The scientists attributed their success to their previous research on similar coronaviruses, SARS and MERs.

In a statement read by the co-senior author, Dr. Andrea Gambotto, a medical doctor and associate professor of surgery at the Pitts School of Medicine, the scientists said that SARS and MERS are closely related to SARS-CoV-2 (Covid-19).

Dr. Gambotto said that the two viruses show that a particular protein, referred to as spike protein, is important for inducing immunity against the virus.

The study’s authors said that they hope to start human clinical trials within the next few months after applying for an investigational new drug approval from the US Food and Drug Administration.

They tested their vaccine on mice which produced enough antibodies believed to successfully counteract the virus.

“We plan to evaluate these SARS-CoV-2 vaccines for other important predictors of vaccine efficacy in humans, including the induction of neutralizing antibodies and for their ability to prevent infection in animal challenge models, when these assays and preclinical models become available,” said the scientist in their EBioMedicine article.

Mode of delivery

The scientists plan to use a novel technology called micro-needle array to deliver the vaccine.

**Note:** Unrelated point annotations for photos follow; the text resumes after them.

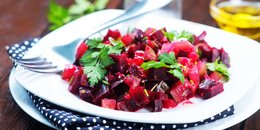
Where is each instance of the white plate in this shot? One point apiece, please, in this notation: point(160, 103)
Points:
point(243, 108)
point(244, 71)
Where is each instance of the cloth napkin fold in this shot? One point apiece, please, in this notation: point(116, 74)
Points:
point(67, 119)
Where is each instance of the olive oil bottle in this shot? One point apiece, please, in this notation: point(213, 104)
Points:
point(238, 16)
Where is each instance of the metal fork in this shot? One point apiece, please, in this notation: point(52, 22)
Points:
point(41, 65)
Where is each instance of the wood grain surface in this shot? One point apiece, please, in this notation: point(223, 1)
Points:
point(23, 19)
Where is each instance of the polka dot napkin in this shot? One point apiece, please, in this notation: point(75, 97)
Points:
point(66, 119)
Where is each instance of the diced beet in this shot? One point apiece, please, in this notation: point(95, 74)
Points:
point(193, 56)
point(182, 48)
point(138, 34)
point(159, 74)
point(180, 92)
point(202, 69)
point(127, 39)
point(132, 81)
point(101, 91)
point(131, 50)
point(216, 76)
point(210, 88)
point(224, 57)
point(149, 54)
point(115, 34)
point(215, 54)
point(166, 48)
point(153, 45)
point(121, 63)
point(149, 31)
point(136, 71)
point(82, 48)
point(75, 82)
point(68, 72)
point(108, 103)
point(205, 50)
point(194, 74)
point(85, 94)
point(139, 57)
point(169, 103)
point(127, 105)
point(158, 105)
point(139, 96)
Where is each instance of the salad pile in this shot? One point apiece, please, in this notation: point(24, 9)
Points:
point(152, 69)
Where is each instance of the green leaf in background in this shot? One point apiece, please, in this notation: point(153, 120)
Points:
point(59, 15)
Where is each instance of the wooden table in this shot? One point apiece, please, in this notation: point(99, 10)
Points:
point(22, 19)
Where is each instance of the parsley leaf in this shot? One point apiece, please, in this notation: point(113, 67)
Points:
point(219, 67)
point(104, 58)
point(94, 73)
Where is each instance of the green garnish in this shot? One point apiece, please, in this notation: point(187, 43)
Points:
point(97, 58)
point(219, 67)
point(168, 61)
point(59, 15)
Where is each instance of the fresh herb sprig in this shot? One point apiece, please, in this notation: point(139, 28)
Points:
point(168, 61)
point(59, 15)
point(97, 58)
point(219, 67)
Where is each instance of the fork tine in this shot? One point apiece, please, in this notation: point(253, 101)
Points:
point(34, 61)
point(43, 66)
point(54, 70)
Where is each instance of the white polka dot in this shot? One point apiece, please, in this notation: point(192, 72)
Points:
point(228, 109)
point(23, 47)
point(114, 123)
point(163, 126)
point(26, 42)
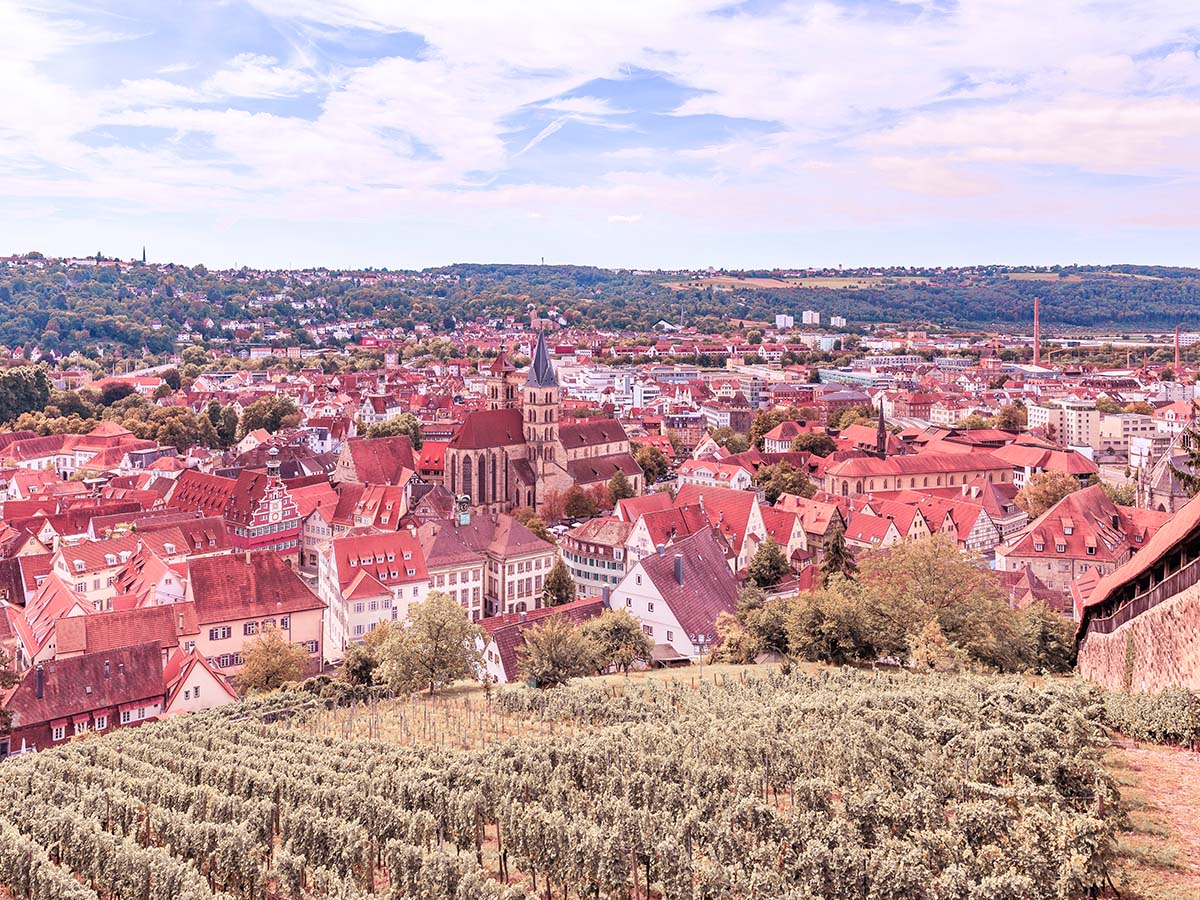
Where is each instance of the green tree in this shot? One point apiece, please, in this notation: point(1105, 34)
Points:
point(437, 647)
point(816, 443)
point(784, 478)
point(768, 565)
point(1121, 495)
point(270, 413)
point(531, 520)
point(405, 424)
point(555, 652)
point(768, 419)
point(23, 389)
point(730, 439)
point(617, 640)
point(838, 559)
point(1011, 417)
point(558, 588)
point(619, 489)
point(1044, 490)
point(579, 503)
point(652, 461)
point(270, 661)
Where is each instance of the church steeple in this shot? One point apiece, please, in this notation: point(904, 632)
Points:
point(541, 371)
point(540, 405)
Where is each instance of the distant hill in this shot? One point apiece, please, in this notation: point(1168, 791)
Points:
point(127, 307)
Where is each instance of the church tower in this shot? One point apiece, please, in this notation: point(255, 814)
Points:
point(502, 387)
point(540, 407)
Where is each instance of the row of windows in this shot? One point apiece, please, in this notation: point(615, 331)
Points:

The array is a fingertip-sized patch of 400 tiny needs that delivers the spike protein pieces into the skin where the immune reaction is the strongest. The process is painless.

"For this vaccine, we are going to deliver the antigen with novel technology referred to as dissolvable micro-needle array. What the micro-needle array is able to do is deliver the vaccine antigen directly into those areas of the skin that are made to make an immune response and so it results in a very potent vaccine," said Dr. Falo, MD, PhD at Pitts School of Medicine.

Dr. Falo said they developed the micro-needle array technology on the original scratch method that was used to deliver the smallpox vaccine to the skin.

However, the new method is more efficient and reproducible patient to patient, the doctor said.

The study's co-senior author, Dr. Gambotto, said that the greatest challenge that they face will be scaling up the number of vaccines needed to meet the pandemic demand.

"This vaccine and other vaccines that are going to be emerging is the result of the work done by scientists in a lot of other areas. And what is important is being able to bring tall those scientists together in order to be successful," said Dr. Gambotto.

The study was authored by 11 scientists, namely: Eun Kim, Geza Erdos, Shaohua Huang, Thomas W. Kenniston, Stephen C. Balmert, Cara Donahue Carey, V. Stalin Raj, Michael W. Eppely, William B. Klimstra, Bart L. Haagmans, Emrullah Korkmaz, Louis D. Falo Jr., and Andrea Gambotto.